整條路上空無一人,這雖然是一條隱蔽在暗門內的路, 但卻建造得如一條華麗的康莊大道,但是——合金製造的牆壁內不知有什麼東西在嗡嗡轟響, 更交雜著野獸的怒吼, 碰撞聲與打鬥聲不絕於耳, 讓人難以猜測到這牆壁後面是怎樣一副景象。
溫楠仿佛是個例外,被同一隻未知生物召喚過來, 他可以獨享一條路並且不會受到其餘的干擾來打斷他的行進。
那隻召喚生物隱隱對溫楠透出了友好相交的意思, 溫楠沒有回應。
前一秒以著要將溫楠腦仁廢掉的架勢強迫他一個人來到這裡, 後一秒仿佛什麼都沒發生一樣向他拋出友誼的橄欖枝——泥人尚有三分火氣, 這玩意莫不是將他當成水糊的了?
那東西雖然感覺到了溫楠的抗拒, 但也不知道是不是因為溫楠已經踏進了這裡,沒有中途逃脫的路, 它並沒有因為溫楠的不敬而生氣, 十分好耐心地等著溫楠以一種緩慢的姿態歸宿前行。
等到三四十分鐘後,那東西好像突然意識到溫楠在拖時間,惱恨地加大了精神脅迫的力道,溫楠才稍微提快了一點速度。不過並沒有多快, 想要使喚他, 至少要擺出點誠意來。

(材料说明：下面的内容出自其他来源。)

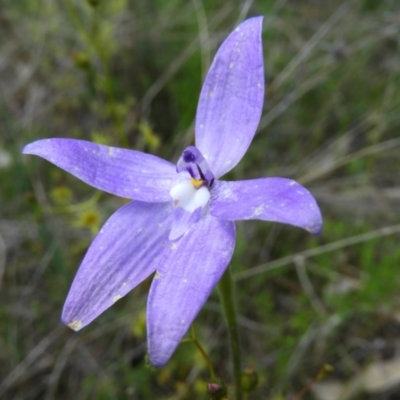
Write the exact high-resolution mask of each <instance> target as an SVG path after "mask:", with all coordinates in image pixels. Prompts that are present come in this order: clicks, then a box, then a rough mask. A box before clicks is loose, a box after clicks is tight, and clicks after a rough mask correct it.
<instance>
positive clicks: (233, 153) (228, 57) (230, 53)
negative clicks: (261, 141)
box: [195, 17, 264, 178]
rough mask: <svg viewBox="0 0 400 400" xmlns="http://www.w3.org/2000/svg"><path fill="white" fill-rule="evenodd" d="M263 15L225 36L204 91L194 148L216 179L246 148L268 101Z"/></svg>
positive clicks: (198, 110) (226, 168) (238, 26)
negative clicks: (262, 111)
mask: <svg viewBox="0 0 400 400" xmlns="http://www.w3.org/2000/svg"><path fill="white" fill-rule="evenodd" d="M261 31H262V17H256V18H250V19H248V20H247V21H244V22H243V23H242V24H240V25H239V26H238V27H237V28H236V29H235V30H234V31H233V32H232V33H231V34H230V35H229V36H228V38H227V39H225V41H224V43H222V45H221V47H220V48H219V50H218V52H217V54H216V55H215V58H214V61H213V62H212V64H211V67H210V70H209V71H208V74H207V77H206V79H205V82H204V84H203V88H202V89H201V94H200V100H199V105H198V107H197V114H196V128H195V131H196V147H197V148H198V149H199V150H200V151H201V152H202V153H203V155H204V157H205V158H206V160H207V162H208V165H209V166H210V168H211V169H212V171H213V173H214V176H215V178H219V177H220V176H222V175H224V174H225V173H226V172H228V171H230V170H231V169H232V168H233V167H234V166H235V165H236V164H237V163H238V162H239V161H240V160H241V158H242V157H243V155H244V153H245V152H246V151H247V149H248V147H249V145H250V143H251V141H252V140H253V136H254V134H255V133H256V130H257V126H258V123H259V122H260V117H261V111H262V107H263V102H264V60H263V54H262V43H261Z"/></svg>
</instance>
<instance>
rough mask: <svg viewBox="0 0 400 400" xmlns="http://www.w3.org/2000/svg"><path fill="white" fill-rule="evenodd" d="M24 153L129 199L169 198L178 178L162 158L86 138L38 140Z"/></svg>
mask: <svg viewBox="0 0 400 400" xmlns="http://www.w3.org/2000/svg"><path fill="white" fill-rule="evenodd" d="M23 153H24V154H34V155H37V156H40V157H42V158H44V159H46V160H48V161H50V162H51V163H53V164H55V165H57V166H58V167H60V168H62V169H63V170H65V171H67V172H69V173H70V174H72V175H74V176H76V177H77V178H79V179H81V180H82V181H83V182H86V183H87V184H89V185H91V186H94V187H95V188H97V189H100V190H104V191H105V192H109V193H112V194H115V195H117V196H121V197H126V198H128V199H135V200H140V201H148V202H162V201H168V200H169V199H170V197H169V190H170V188H171V186H172V185H173V184H174V183H175V182H176V181H177V180H178V179H179V177H178V174H177V173H176V167H175V166H174V165H173V164H171V163H170V162H168V161H165V160H163V159H161V158H158V157H156V156H153V155H151V154H145V153H141V152H140V151H135V150H126V149H120V148H117V147H110V146H104V145H101V144H97V143H92V142H87V141H85V140H75V139H43V140H38V141H36V142H33V143H30V144H28V145H27V146H25V148H24V150H23Z"/></svg>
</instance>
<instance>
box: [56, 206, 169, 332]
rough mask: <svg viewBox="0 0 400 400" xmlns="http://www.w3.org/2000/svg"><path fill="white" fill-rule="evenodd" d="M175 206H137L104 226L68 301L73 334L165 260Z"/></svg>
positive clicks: (64, 319) (120, 212)
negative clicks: (169, 233) (168, 236)
mask: <svg viewBox="0 0 400 400" xmlns="http://www.w3.org/2000/svg"><path fill="white" fill-rule="evenodd" d="M170 229H171V205H170V204H169V203H142V202H139V201H133V202H131V203H129V204H127V205H125V206H123V207H122V208H120V209H119V210H118V211H116V212H115V213H114V214H113V215H112V216H111V217H110V218H109V220H108V221H107V222H106V223H105V224H104V226H103V228H102V229H101V230H100V232H99V233H98V235H97V236H96V238H95V239H94V240H93V242H92V244H91V245H90V247H89V250H88V251H87V253H86V255H85V258H84V259H83V261H82V264H81V266H80V267H79V270H78V272H77V274H76V276H75V279H74V281H73V283H72V286H71V289H70V291H69V293H68V297H67V300H66V301H65V305H64V310H63V314H62V320H63V322H64V323H65V324H66V325H68V326H69V327H70V328H72V329H74V330H79V329H81V328H83V327H84V326H85V325H87V324H89V323H90V322H91V321H92V320H93V319H94V318H96V317H97V316H98V315H99V314H101V313H102V312H103V311H104V310H106V309H107V308H108V307H110V306H112V305H113V304H114V303H115V302H116V301H117V300H118V299H120V298H121V297H123V296H125V295H126V294H127V293H128V292H130V291H131V290H132V289H133V288H134V287H135V286H137V285H138V284H139V283H140V282H142V281H143V280H144V279H146V278H147V277H148V276H149V275H150V274H151V273H152V272H154V271H155V270H156V268H158V267H159V264H160V262H163V261H164V253H165V251H166V248H167V247H168V245H169V240H168V234H169V231H170Z"/></svg>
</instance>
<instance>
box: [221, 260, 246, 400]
mask: <svg viewBox="0 0 400 400" xmlns="http://www.w3.org/2000/svg"><path fill="white" fill-rule="evenodd" d="M218 289H219V295H220V298H221V303H222V309H223V312H224V315H225V319H226V323H227V325H228V333H229V343H230V348H231V357H232V367H233V378H234V383H235V392H236V400H242V399H243V392H242V387H241V383H240V381H241V378H240V376H241V361H240V359H241V357H240V344H239V334H238V328H237V320H236V309H235V298H234V293H233V282H232V274H231V269H230V267H229V266H228V268H227V269H226V271H225V273H224V274H223V275H222V278H221V280H220V281H219V284H218Z"/></svg>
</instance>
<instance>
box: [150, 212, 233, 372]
mask: <svg viewBox="0 0 400 400" xmlns="http://www.w3.org/2000/svg"><path fill="white" fill-rule="evenodd" d="M234 247H235V225H234V223H233V222H231V221H221V220H218V219H216V218H214V217H212V216H210V215H208V216H207V217H205V218H203V219H202V220H201V221H199V222H198V223H197V224H196V229H191V230H190V231H189V232H188V233H187V234H186V235H184V236H182V237H181V239H179V240H178V241H176V242H173V243H172V244H171V246H170V247H169V249H168V250H167V252H166V253H165V254H164V262H163V263H162V264H160V266H159V268H158V269H157V272H156V275H155V278H154V279H153V283H152V284H151V289H150V293H149V298H148V301H147V335H148V351H149V358H150V362H151V363H152V364H153V365H155V366H157V367H161V366H163V365H164V364H165V363H166V362H167V361H168V360H169V358H170V357H171V355H172V353H173V352H174V350H175V348H176V346H178V344H179V342H180V340H181V339H182V337H183V336H184V335H185V333H186V331H187V330H188V329H189V327H190V325H191V323H192V322H193V320H194V319H195V318H196V315H197V314H198V312H199V311H200V309H201V307H202V306H203V304H204V302H205V301H206V300H207V298H208V296H209V295H210V293H211V291H212V290H213V289H214V287H215V285H216V284H217V283H218V281H219V280H220V278H221V276H222V274H223V273H224V271H225V269H226V267H227V265H228V263H229V261H230V260H231V258H232V254H233V250H234Z"/></svg>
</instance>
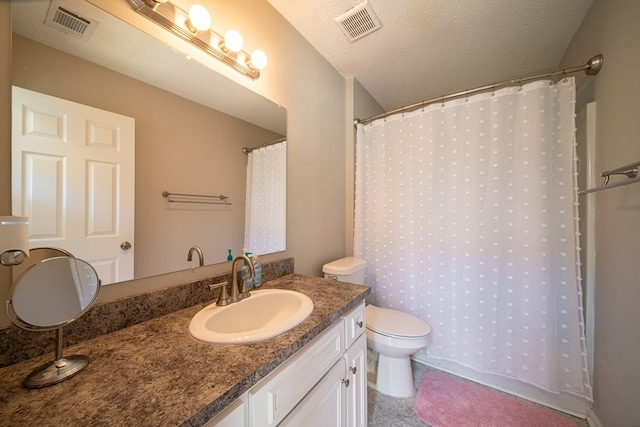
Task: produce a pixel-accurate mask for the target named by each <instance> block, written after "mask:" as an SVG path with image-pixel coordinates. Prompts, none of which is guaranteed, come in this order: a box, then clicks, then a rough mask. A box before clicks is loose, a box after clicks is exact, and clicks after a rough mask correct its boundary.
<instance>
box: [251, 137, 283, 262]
mask: <svg viewBox="0 0 640 427" xmlns="http://www.w3.org/2000/svg"><path fill="white" fill-rule="evenodd" d="M246 197H247V200H246V212H245V228H244V229H245V235H244V246H245V247H246V248H247V249H248V250H250V251H255V250H258V251H259V253H271V252H279V251H283V250H285V249H286V223H287V221H286V218H287V216H286V209H287V142H286V141H282V142H279V143H276V144H272V145H268V146H266V147H261V148H257V149H254V150H253V151H251V152H250V153H249V154H248V160H247V196H246Z"/></svg>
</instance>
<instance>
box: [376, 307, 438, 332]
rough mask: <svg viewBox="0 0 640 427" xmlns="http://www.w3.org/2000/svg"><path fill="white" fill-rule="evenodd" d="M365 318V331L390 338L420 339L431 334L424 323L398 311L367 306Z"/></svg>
mask: <svg viewBox="0 0 640 427" xmlns="http://www.w3.org/2000/svg"><path fill="white" fill-rule="evenodd" d="M365 318H366V325H367V329H369V330H371V331H373V332H375V333H378V334H380V335H385V336H388V337H392V338H403V339H422V338H424V337H426V336H427V335H429V334H430V333H431V326H429V325H428V324H427V323H426V322H425V321H423V320H422V319H420V318H418V317H416V316H413V315H411V314H408V313H404V312H402V311H398V310H392V309H388V308H381V307H376V306H374V305H368V306H367V307H366V308H365Z"/></svg>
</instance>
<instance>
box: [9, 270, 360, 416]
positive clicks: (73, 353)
mask: <svg viewBox="0 0 640 427" xmlns="http://www.w3.org/2000/svg"><path fill="white" fill-rule="evenodd" d="M263 288H265V289H270V288H281V289H291V290H295V291H298V292H301V293H304V294H305V295H307V296H309V297H310V298H311V299H312V300H313V303H314V308H313V312H312V313H311V315H310V316H309V317H308V318H307V319H306V320H305V321H303V322H302V323H301V324H300V325H298V326H297V327H295V328H293V329H291V330H290V331H288V332H285V333H283V334H281V335H279V336H277V337H275V338H271V339H268V340H265V341H262V342H259V343H255V344H249V345H208V344H202V343H199V342H197V341H195V340H194V339H193V338H191V337H190V336H189V332H188V328H189V322H190V320H191V318H192V317H193V315H194V314H196V313H197V312H198V311H199V310H200V309H202V308H203V307H204V306H206V305H207V304H199V305H196V306H193V307H189V308H186V309H184V310H180V311H177V312H174V313H171V314H168V315H166V316H163V317H159V318H156V319H153V320H149V321H147V322H144V323H140V324H138V325H135V326H131V327H129V328H126V329H122V330H119V331H116V332H113V333H111V334H107V335H103V336H101V337H98V338H95V339H92V340H89V341H85V342H83V343H80V344H77V345H74V346H72V347H68V348H65V349H64V351H63V356H70V355H73V354H82V355H85V356H87V357H89V359H90V363H89V366H88V367H87V368H86V369H85V370H84V371H82V372H81V373H79V374H78V375H76V376H75V377H72V378H70V379H68V380H67V381H64V382H62V383H59V384H56V385H54V386H50V387H45V388H42V389H33V390H29V389H25V388H24V387H23V386H22V380H23V379H24V378H25V377H26V376H27V375H28V374H29V373H30V372H31V371H32V370H33V369H35V368H36V367H38V366H40V365H43V364H45V363H48V362H50V361H52V360H53V359H54V358H55V356H54V354H53V353H49V354H47V355H46V356H42V357H38V358H34V359H30V360H27V361H25V362H21V363H17V364H15V365H11V366H8V367H6V368H3V369H0V426H23V425H24V426H27V425H58V426H66V425H69V426H70V425H74V426H76V425H92V426H123V425H136V426H177V425H185V426H199V425H202V424H204V423H205V422H206V421H207V420H208V419H210V418H211V417H213V416H214V415H215V414H217V413H218V412H220V411H221V410H222V409H223V408H225V407H226V406H227V405H228V404H230V403H231V402H233V401H234V400H235V399H236V398H237V397H239V396H240V395H242V393H244V392H246V391H247V390H249V389H250V388H251V387H252V386H253V385H255V384H256V383H258V381H260V380H261V379H262V378H264V377H265V376H266V375H267V374H269V373H270V372H271V371H273V370H274V369H275V368H277V367H278V366H279V365H280V364H281V363H282V362H284V361H285V360H287V359H288V358H289V357H291V356H292V355H293V354H294V353H295V352H296V351H297V350H299V349H300V348H302V347H303V346H304V345H305V344H307V343H308V342H310V341H311V340H312V339H313V338H315V337H316V336H317V335H318V334H320V333H321V332H322V331H323V330H325V329H326V328H327V327H329V326H330V325H331V324H333V323H334V322H335V321H337V320H338V319H339V318H340V317H341V316H342V315H344V314H345V313H346V312H348V311H349V310H351V309H352V308H354V307H355V306H356V305H357V304H358V303H359V302H361V301H362V300H364V298H365V296H366V295H368V293H369V292H370V289H369V287H367V286H361V285H354V284H349V283H343V282H336V281H334V280H330V279H321V278H315V277H309V276H303V275H298V274H291V275H287V276H283V277H280V278H278V279H275V280H272V281H269V282H267V283H265V285H264V286H263Z"/></svg>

那東西還不具有成年人的思維, 完全都憑藉著自己的心情做事, 見溫楠速度不快, 就催使精神力再一次與其進行碰撞。
不過這一次不怎麼頂用了。它的精神力雖然高於溫楠,但要同時使喚和操控其他的野獸。越深入,溫楠能聽見的猛獸咆哮就越響亮,在那嘈雜的聲響中,他甚至聽到了人聲。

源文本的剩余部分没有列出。